Caoa Chery Tiggo 8: como funciona o câmbio wet dual clutch?



Basta algumas palavras em inglês para algum componente do carro, que já surge um monte de dúvidas e também o som impactante de algo muito tecnológico. É o caso do câmbio wet dual clutch que pertence ao Caoa Chery Tiggo 8.

O primeira a saber desse componente tão pomposo e impactante pelo seu nome, é que se trata de uma alavanca de câmbio. É como se fosse um joystick, que apesar de não ser considerado uma grande novidade, ele também não é um item tão comum entre os carros da categoria.
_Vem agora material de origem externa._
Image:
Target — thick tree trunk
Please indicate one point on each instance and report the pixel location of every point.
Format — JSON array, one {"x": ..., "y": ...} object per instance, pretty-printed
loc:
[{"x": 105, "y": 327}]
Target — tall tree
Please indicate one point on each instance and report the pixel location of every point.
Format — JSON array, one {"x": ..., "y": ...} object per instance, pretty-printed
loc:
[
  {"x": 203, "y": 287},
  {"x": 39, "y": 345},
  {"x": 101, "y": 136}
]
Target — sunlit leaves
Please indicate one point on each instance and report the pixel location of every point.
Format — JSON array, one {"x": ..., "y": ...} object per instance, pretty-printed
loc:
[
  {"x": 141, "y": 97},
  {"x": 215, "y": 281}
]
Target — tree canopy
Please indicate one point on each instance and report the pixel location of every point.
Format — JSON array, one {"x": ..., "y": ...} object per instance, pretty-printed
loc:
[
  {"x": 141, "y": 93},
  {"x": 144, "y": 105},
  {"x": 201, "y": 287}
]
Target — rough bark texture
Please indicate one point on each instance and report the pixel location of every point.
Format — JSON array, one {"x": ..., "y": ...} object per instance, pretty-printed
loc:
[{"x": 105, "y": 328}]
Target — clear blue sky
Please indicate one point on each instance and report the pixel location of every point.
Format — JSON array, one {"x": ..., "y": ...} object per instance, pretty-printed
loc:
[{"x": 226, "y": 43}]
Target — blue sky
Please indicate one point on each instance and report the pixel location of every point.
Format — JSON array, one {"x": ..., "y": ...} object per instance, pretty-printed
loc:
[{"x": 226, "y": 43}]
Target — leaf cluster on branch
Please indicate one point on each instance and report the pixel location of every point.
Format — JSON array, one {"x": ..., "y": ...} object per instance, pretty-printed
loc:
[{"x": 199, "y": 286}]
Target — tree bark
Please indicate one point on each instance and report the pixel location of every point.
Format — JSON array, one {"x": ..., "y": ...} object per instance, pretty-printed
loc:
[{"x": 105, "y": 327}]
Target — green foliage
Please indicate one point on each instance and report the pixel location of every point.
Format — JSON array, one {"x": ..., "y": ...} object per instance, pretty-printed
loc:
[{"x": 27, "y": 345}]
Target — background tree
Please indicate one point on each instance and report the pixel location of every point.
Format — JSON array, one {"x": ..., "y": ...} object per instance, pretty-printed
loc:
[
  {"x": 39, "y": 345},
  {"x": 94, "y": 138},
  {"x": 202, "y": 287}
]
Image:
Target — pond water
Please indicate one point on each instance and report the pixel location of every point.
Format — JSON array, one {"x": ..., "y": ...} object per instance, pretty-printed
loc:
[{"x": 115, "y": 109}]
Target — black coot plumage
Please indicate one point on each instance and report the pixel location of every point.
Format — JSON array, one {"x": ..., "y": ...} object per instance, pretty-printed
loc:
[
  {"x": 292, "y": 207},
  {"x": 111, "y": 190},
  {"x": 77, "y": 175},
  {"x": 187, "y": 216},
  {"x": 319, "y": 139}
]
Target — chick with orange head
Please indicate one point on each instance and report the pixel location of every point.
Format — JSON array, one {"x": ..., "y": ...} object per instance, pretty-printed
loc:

Os câmbios automáticos mais convencionais, costumam ser movidos através de trilhos, com uma necessidade mais mecânica. Hoje, as alavancas transformaram o câmbio para eletrônico. Com isso, o tradicional passou a ser dispensado, e isso libera mais espaço no console.

O que dizem as fabricantes

Algumas marcas mundialmente famosas e conhecidas como a Volvo, Land Rover, BMW e a Peugeot, já estão trocando as alavancas para o câmbio wet dual clutch, e como essas alavancas joystciks não funcionam por trilhos, a nova movimentação passa a ser apenas para frente e para trás, voltando ainda à sua posição depois do movimento.



Isso também vale para o modo sequencial que é selecionado. A posição P por exemplo, é de “Parking”, mas ela também pode ser substituída por um botão.

A transmissão do câmbio wet dual clutch, de uma forma simplificada, é um câmbio de dupla embreagem, sendo assim, todas as engrenagens se submergem no óleo, e toda essa lubrificação acaba arrefecendo o sistema.

Como funciona a transmissão?

Nesse tipo de transmissão, as embreagens se resumem aos discos sofrendo atritos submersos no óleo. O que é diferente ainda no câmbio duplo dos Chery Tiggo 5X e o 7, que possuem 6 marchas. Ela é mais seca, pois é feita com um único platô, e uma embreagem que fica dentro do outro. Mas na nova versão do Chery Tiggo 8, essa novidade já é integrada.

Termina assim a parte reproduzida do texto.